Autrement dit, partout prévaut le même désarroi : notre monde se défait, nos repères se brouillent, un sentiment d'incompréhension collective flotte dans les consciences européennes. Une double désillusion affecte en même temps ces deux piliers de notre action collective depuis un quart de siècle : la mondialisation économique d'un côté, la construction de l'Europe de l'autre. Tâchons d'abord d'en prendre la mesure.

La mondialisation : histoire d'une désillusion

Rappelons-nous l'extraordinaire bouleversement survenu au tournant des années 1990 : en quelques mois, l'URSS et le communisme s'effondrent, la Chine adopte l'économie de marché. Ces deux révolutions historiques allaient changer le monde. Ce qui nous semblait familier et immuable s'estompe : la guerre froide à l'ombre de la dissuasion nucléaire, la division de l'Europe et de l'Allemagne, la lutte contre le totalitarisme communiste, la petite Europe des douze cohérente et prospère, le retard et la pauvreté du «tiers-monde», la domination américaine et la suprématie de l'Occident, tout cela se dissout progressivement dans l'avènement du nouvel univers mondialisé. Dès la fin des années 1980, la mondialisation devient en effet le socle, le cadre, l'horizon de toutes les relations humaines. Elle enfante un monde complexe, instable certes, difficile à déchiffrer, mais un monde où la richesse explose, la pauvreté recule, propulsant l'émergence de nouvelles puissances colossales naguère insignifiantes. Un monde propice à des révolutions technologiques sidérantes, un monde où la mathématique financière, Internet, les réseaux sociaux deviennent l'alpha et l'oméga des nouvelles dynamiques de croissance et d'influence.
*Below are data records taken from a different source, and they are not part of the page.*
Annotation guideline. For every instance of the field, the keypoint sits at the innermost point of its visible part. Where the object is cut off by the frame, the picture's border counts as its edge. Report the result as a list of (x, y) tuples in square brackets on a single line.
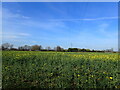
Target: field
[(35, 69)]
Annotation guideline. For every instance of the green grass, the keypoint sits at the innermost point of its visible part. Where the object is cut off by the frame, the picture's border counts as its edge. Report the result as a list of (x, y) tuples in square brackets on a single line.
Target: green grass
[(35, 69)]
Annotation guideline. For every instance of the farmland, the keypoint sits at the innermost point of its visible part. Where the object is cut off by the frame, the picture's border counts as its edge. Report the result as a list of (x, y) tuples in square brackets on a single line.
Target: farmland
[(35, 69)]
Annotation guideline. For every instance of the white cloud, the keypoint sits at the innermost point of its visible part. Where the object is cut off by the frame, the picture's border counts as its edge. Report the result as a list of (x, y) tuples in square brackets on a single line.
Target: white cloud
[(85, 19), (7, 14)]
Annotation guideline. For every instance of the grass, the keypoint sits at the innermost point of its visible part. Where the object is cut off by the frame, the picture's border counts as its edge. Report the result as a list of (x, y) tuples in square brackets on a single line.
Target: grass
[(35, 69)]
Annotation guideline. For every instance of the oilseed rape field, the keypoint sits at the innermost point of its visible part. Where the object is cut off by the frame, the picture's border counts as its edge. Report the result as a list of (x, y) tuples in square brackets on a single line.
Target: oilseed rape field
[(36, 69)]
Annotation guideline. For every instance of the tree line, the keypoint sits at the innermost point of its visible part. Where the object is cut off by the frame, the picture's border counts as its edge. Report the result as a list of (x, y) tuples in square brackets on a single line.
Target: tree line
[(8, 46)]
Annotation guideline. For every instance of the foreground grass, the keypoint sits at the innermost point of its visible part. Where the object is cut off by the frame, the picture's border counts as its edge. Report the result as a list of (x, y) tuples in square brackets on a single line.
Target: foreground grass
[(35, 69)]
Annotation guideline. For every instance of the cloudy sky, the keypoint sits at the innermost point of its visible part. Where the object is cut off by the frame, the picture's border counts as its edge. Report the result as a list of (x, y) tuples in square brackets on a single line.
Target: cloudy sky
[(84, 25)]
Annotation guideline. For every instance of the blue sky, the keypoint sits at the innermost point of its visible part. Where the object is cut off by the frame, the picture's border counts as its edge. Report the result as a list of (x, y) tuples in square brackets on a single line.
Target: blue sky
[(85, 25)]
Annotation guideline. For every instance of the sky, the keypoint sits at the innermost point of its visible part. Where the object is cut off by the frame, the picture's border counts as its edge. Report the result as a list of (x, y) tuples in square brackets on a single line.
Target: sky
[(91, 25)]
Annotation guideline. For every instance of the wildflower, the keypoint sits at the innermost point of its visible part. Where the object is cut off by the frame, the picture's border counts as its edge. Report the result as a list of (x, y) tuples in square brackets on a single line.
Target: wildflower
[(111, 77)]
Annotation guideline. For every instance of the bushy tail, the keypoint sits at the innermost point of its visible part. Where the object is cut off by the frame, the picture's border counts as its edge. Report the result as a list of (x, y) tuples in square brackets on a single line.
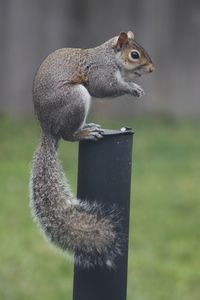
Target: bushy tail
[(69, 223)]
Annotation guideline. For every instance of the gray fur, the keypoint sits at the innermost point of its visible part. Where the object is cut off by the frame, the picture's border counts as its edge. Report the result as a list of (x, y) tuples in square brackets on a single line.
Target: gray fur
[(61, 95)]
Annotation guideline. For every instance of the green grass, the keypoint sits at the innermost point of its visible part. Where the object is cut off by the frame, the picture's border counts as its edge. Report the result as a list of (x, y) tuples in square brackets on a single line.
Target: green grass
[(164, 256)]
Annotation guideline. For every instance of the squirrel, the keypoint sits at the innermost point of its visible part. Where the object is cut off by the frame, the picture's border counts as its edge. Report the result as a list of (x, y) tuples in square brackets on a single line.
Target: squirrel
[(62, 90)]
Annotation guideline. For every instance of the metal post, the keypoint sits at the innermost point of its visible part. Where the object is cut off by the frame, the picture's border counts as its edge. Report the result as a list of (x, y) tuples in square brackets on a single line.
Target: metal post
[(104, 175)]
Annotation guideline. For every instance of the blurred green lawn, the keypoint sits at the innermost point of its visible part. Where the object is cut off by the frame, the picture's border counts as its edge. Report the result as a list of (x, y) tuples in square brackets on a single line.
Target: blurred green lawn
[(164, 254)]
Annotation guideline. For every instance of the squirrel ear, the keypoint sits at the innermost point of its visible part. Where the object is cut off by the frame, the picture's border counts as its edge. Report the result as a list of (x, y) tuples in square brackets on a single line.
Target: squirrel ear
[(121, 41), (131, 35)]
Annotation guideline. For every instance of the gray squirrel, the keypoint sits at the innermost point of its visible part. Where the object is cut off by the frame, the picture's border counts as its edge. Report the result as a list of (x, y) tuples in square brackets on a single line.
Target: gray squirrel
[(62, 90)]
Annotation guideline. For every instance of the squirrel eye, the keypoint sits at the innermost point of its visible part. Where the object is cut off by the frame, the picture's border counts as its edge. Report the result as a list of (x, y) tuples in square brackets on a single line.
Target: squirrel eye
[(135, 55)]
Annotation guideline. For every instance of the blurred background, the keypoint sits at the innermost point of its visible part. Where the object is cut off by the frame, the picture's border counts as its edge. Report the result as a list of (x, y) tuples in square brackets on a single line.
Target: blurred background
[(164, 256)]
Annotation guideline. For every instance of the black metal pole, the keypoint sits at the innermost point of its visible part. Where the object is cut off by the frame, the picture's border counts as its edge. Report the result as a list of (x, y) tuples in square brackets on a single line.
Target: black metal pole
[(104, 175)]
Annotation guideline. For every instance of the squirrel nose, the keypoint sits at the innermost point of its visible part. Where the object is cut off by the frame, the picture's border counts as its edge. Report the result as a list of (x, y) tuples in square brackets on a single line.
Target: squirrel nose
[(151, 68)]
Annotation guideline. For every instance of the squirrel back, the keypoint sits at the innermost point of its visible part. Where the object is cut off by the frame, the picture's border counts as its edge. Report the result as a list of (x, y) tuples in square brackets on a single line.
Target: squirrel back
[(62, 92)]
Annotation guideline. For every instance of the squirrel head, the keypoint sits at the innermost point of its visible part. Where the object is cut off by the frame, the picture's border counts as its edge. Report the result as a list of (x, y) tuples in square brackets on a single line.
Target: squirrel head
[(131, 56)]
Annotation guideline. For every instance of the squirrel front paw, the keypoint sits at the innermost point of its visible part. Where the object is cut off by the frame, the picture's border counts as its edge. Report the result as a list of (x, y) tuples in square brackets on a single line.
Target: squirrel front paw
[(136, 90), (90, 131)]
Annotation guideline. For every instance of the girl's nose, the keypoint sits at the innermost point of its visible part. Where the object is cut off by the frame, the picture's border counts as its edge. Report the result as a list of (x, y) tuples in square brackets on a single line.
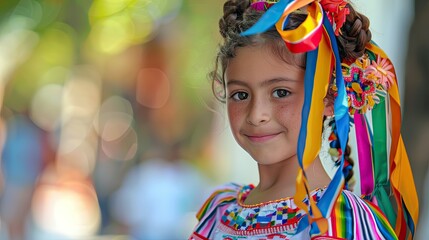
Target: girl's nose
[(259, 113)]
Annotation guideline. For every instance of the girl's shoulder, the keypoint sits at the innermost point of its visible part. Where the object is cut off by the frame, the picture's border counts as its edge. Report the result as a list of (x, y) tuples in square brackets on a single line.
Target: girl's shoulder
[(220, 196), (210, 212)]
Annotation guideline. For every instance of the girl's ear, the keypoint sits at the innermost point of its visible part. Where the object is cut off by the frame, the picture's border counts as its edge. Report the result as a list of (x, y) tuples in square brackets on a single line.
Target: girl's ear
[(329, 107)]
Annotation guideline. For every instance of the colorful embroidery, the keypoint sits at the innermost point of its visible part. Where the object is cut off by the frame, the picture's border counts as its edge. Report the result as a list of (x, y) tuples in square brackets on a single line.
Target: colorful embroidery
[(351, 218)]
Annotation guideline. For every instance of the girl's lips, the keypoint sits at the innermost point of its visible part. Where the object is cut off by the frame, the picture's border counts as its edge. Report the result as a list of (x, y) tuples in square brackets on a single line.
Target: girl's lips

La mondialisation structure. Elle étonne, détruit parfois l'équilibre des vieilles sociétés occidentales, échappe aux règles traditionnelles mais elle devient le socle du système international. La géopolitique elle-même, autrement dit les rapports de force et la hiérarchie des puissances dans le monde, subit son influence : pour beaucoup, elle devient secondaire, marginale, face à l'énorme vague d'effervescence économique et commerciale qui se met à structurer le monde.